Getting the correlation ID from curl
If you're using curl
then you can use the verbose option to show request and response headers, as well as other debug information.
➜ ~ curl --verbose "https://gitlab.example.com/api/v4/projects"
# look for a line that looks like this
< x-request-id: 4rAMkV3gof4
Using jq
This example uses jq to filter results and display values we most likely care about.
sudo gitlab-ctl tail gitlab-rails/production_json.log | jq 'select(.username == "bob") | "User: \(.username), \(.method) \(.path), \(.controller)#\(.action), ID: \(.correlation_id)"'
"User: bob, GET /root/linux, ProjectsController#show, ID: U7k7fh6NpW3"
"User: bob, GET /root/linux/commits/master/signatures, Projects::CommitsController#signatures, ID: XPIHpctzEg1"
"User: bob, GET /root/linux/blob/master/README, Projects::BlobController#show, ID: LOt9hgi1TV4"
Using grep
This example uses only grep
and tr
, which are more likely to be installed than jq
.
sudo gitlab-ctl tail gitlab-rails/production_json.log | grep '"username":"bob"' | tr ',' '\n' | egrep 'method|path|correlation_id'
{"method":"GET"
"path":"/root/linux"
"username":"bob"
"correlation_id":"U7k7fh6NpW3"}
{"method":"GET"
"path":"/root/linux/commits/master/signatures"
"username":"bob"
"correlation_id":"XPIHpctzEg1"}
{"method":"GET"
"path":"/root/linux/blob/master/README"
"username":"bob"
"correlation_id":"LOt9hgi1TV4"}
Searching your logs for the correlation ID
Once you have the correlation ID you can start searching for relevant log
entries.

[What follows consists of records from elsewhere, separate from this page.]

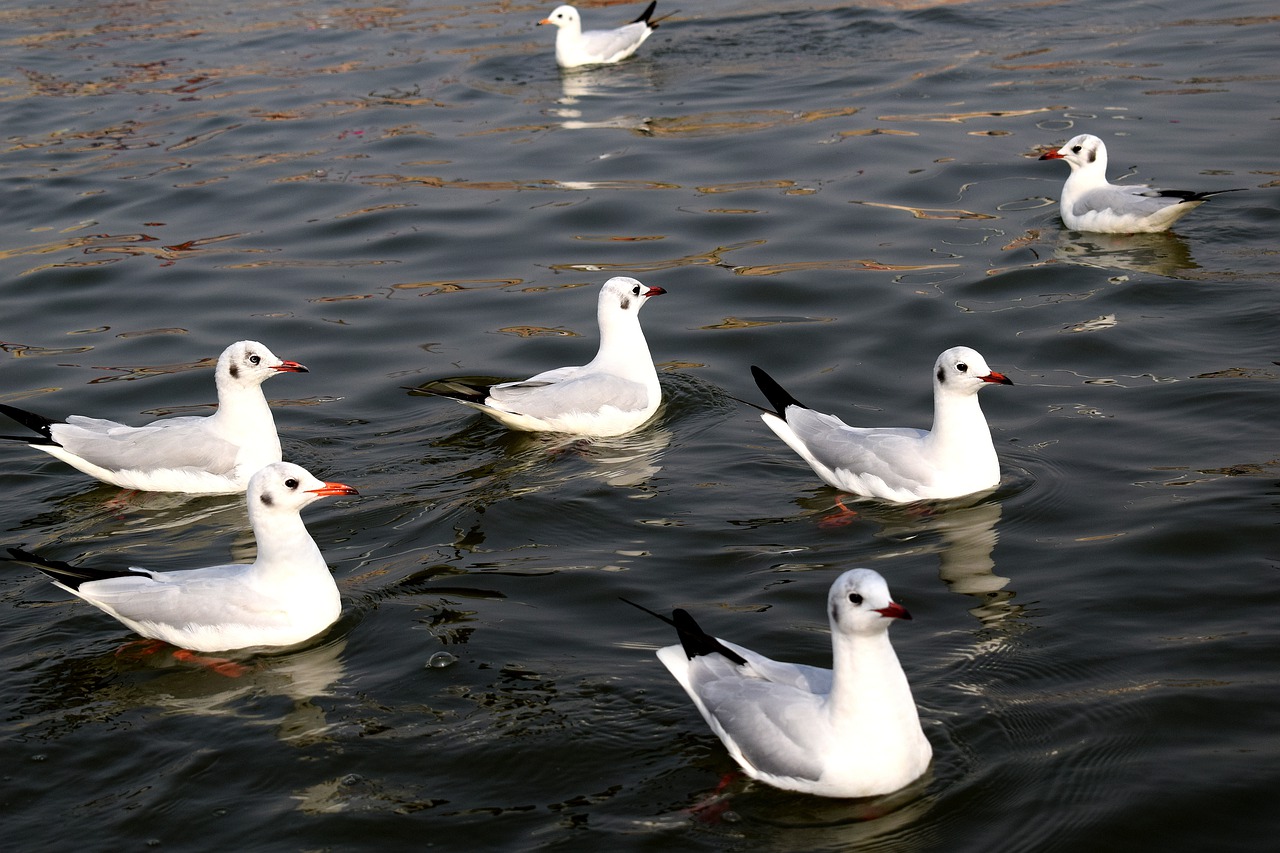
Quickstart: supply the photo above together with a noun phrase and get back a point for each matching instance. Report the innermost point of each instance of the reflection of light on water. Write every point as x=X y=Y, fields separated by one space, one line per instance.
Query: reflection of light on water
x=1160 y=254
x=967 y=538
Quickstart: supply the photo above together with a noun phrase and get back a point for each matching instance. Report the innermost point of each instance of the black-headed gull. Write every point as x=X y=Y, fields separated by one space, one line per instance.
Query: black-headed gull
x=284 y=597
x=1089 y=203
x=612 y=395
x=197 y=455
x=954 y=459
x=851 y=730
x=575 y=48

You can filter the lines by the correlation ID itself.
Combining a find
and grep
should be sufficient to find the entries you are looking for.

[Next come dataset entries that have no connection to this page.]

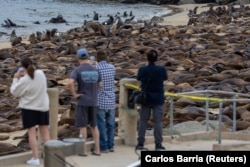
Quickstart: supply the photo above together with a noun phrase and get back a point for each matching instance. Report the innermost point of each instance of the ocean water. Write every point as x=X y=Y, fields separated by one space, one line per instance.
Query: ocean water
x=26 y=12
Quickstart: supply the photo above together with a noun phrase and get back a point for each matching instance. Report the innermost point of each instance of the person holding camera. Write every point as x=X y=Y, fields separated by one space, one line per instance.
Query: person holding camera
x=152 y=79
x=30 y=85
x=106 y=102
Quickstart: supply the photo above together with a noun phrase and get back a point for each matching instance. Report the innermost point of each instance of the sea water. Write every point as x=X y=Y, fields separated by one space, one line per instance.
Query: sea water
x=26 y=12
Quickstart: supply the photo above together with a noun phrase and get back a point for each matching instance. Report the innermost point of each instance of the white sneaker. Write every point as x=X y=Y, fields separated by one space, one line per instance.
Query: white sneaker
x=33 y=161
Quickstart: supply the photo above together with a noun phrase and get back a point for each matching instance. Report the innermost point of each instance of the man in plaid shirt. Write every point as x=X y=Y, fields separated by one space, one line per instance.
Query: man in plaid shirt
x=106 y=103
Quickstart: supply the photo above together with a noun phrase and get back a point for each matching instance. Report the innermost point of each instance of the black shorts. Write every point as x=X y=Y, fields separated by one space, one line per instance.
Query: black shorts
x=32 y=118
x=85 y=115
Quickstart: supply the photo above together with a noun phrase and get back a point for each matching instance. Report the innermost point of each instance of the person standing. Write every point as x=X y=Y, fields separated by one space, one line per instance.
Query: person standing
x=88 y=81
x=106 y=103
x=30 y=85
x=152 y=79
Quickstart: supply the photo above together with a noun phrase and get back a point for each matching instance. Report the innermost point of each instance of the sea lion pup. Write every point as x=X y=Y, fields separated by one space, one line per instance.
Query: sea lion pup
x=129 y=19
x=125 y=14
x=96 y=27
x=58 y=19
x=109 y=21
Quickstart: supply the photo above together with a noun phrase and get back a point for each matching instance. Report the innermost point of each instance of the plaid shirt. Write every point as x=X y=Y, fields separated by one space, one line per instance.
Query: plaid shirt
x=106 y=95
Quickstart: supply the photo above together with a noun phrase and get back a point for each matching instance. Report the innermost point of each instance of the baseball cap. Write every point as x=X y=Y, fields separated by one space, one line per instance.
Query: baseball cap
x=82 y=53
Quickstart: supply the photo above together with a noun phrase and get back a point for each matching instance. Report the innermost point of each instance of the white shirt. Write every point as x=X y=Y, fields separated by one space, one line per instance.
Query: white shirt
x=32 y=92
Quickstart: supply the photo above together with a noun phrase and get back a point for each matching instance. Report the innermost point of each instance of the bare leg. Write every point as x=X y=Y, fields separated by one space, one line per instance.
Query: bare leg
x=83 y=132
x=44 y=130
x=95 y=134
x=33 y=141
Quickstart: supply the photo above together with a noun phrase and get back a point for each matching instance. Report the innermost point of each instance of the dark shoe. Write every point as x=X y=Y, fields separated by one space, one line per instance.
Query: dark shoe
x=139 y=147
x=159 y=147
x=83 y=155
x=104 y=150
x=96 y=154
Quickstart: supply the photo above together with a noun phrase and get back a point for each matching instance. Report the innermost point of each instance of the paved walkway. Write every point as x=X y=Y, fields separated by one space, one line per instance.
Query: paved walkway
x=125 y=155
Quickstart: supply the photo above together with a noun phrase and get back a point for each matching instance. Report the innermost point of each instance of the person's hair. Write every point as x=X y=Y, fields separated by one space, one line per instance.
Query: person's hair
x=152 y=56
x=29 y=65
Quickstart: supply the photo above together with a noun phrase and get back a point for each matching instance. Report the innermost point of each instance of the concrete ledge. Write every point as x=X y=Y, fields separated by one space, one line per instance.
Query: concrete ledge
x=20 y=158
x=231 y=147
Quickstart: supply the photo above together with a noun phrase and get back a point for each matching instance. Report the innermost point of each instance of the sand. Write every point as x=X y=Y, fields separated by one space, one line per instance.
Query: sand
x=178 y=17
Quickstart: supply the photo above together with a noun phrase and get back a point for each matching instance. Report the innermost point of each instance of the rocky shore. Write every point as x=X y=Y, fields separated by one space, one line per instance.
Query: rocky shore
x=204 y=48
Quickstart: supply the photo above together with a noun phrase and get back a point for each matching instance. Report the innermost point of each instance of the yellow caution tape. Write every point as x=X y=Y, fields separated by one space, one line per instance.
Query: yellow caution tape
x=136 y=87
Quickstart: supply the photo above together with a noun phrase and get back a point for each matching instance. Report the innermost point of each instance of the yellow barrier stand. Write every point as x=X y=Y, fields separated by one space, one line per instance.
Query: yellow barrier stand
x=136 y=87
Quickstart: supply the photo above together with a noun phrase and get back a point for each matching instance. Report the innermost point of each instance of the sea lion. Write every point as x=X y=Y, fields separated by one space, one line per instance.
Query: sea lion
x=58 y=19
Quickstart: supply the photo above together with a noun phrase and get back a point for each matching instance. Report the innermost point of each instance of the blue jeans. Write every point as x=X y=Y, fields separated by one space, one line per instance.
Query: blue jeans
x=106 y=126
x=145 y=113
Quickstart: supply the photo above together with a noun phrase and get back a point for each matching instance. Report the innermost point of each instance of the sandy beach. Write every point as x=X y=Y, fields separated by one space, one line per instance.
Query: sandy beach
x=178 y=17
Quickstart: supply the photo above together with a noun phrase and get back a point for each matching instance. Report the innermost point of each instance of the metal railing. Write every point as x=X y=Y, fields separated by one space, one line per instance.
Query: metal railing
x=196 y=95
x=235 y=98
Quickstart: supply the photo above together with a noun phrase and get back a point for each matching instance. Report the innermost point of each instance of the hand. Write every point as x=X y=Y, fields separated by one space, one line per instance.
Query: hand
x=17 y=75
x=76 y=96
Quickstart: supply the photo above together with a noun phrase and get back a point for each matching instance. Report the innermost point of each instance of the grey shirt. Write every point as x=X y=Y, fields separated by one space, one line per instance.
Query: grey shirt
x=87 y=78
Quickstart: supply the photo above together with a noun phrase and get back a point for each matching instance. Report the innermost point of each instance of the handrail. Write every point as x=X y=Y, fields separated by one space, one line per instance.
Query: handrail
x=201 y=98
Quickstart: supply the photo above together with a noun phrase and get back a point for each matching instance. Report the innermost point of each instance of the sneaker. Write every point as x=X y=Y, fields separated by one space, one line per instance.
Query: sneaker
x=33 y=161
x=159 y=148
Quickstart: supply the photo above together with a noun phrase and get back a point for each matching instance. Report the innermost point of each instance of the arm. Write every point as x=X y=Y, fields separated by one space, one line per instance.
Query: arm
x=100 y=84
x=71 y=86
x=18 y=87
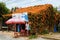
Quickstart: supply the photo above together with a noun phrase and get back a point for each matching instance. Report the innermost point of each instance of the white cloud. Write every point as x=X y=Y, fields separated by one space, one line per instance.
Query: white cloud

# find <gitlab log directory> -type f -mtime -0 exec grep '<correlation ID>' '{}' '+'
find /var/log/gitlab -type f -mtime 0 -exec grep 'LOt9hgi1TV4' '{}' '+'
/var/log/gitlab/gitlab-workhorse/current:{"correlation_id":"LOt9hgi1TV4","duration_ms":2478,"host":"gitlab.domain.tld","level":"info","method":"GET","msg":"access","proto":"HTTP/1.1","referrer":"https://gitlab.domain.tld/root/linux","remote_addr":"68.0.116.160:0","remote_ip":"[filtered]","status":200,"system":"http","time":"2019-09-17T22:17:19Z","uri":"/root/linux/blob/master/README?format=json\u0026viewer=rich","user_agent":"Mozilla/5.0 (Mac) Gecko Firefox/69.0","written_bytes":1743}
/var/log/gitlab/gitaly/current:{"correlation_id":"LOt9hgi1TV4","grpc.code":"OK","grpc.meta.auth_version":"v2","grpc.meta.client_name":"gitlab-web","grpc.method":"FindCommits","grpc.request.deadline":"2019-09-17T22:17:47Z","grpc.request.fullMethod":"/gitaly.CommitService/FindCommits","grpc.request.glProjectPath":"root/linux","grpc.request.glRepository":"project-1","grpc.request.repoPath":"@hashed/6b/86/6b86b273ff34fce19d6b804eff5a3f5747ada4eaa22f1d49c01e52ddb7875b4b.git","grpc.request.repoStorage":"default","grpc.request.topLevelGroup":"@hashed","grpc.service":"gitaly.CommitService","grpc.start_time":"2019-09-17T22:17:17Z","grpc.time_ms":2319.161,"level":"info","msg":"finished streaming call with code OK","peer.address":"@","span.kind":"server","system":"grpc","time":"2019-09-17T22:17:19Z"}
/var/log/gitlab/gitlab-rails/production_json.log:{"method":"GET","path":"/root/linux/blob/master/README","format":"json","controller":"Projects::BlobController","action":"show","status":200,"duration":2448.77,"view":0.49,"db":21.63,"time":"2019-09-17T22:17:19.800Z","params":[{"key":"viewer","value":"rich"},{"key":"namespace_id","value":"root"},{"key":"project_id","value":"linux"},{"key":"id","value":"master/README"}],"remote_ip":"[filtered]","user_id":2,"username":"bob","ua":"Mozilla/5.0 (Mac) Gecko Firefox/69.0","queue_duration":3.38,"gitaly_calls":1,"gitaly_duration":0.77,"rugged_calls":4,"rugged_duration_ms":28.74,"correlation_id":"LOt9hgi1TV4"}
Searching in distributed architectures
If you have done some horizontal scaling in your GitLab infrastructure, then you will need to search across all of your GitLab nodes. You can do this with some sort of log aggregation software like Loki, ELK, Splunk, or others.
You can use a tool like Ansible or PSSH (parallel SSH) that can execute identical commands across your servers in parallel, or craft your own solution.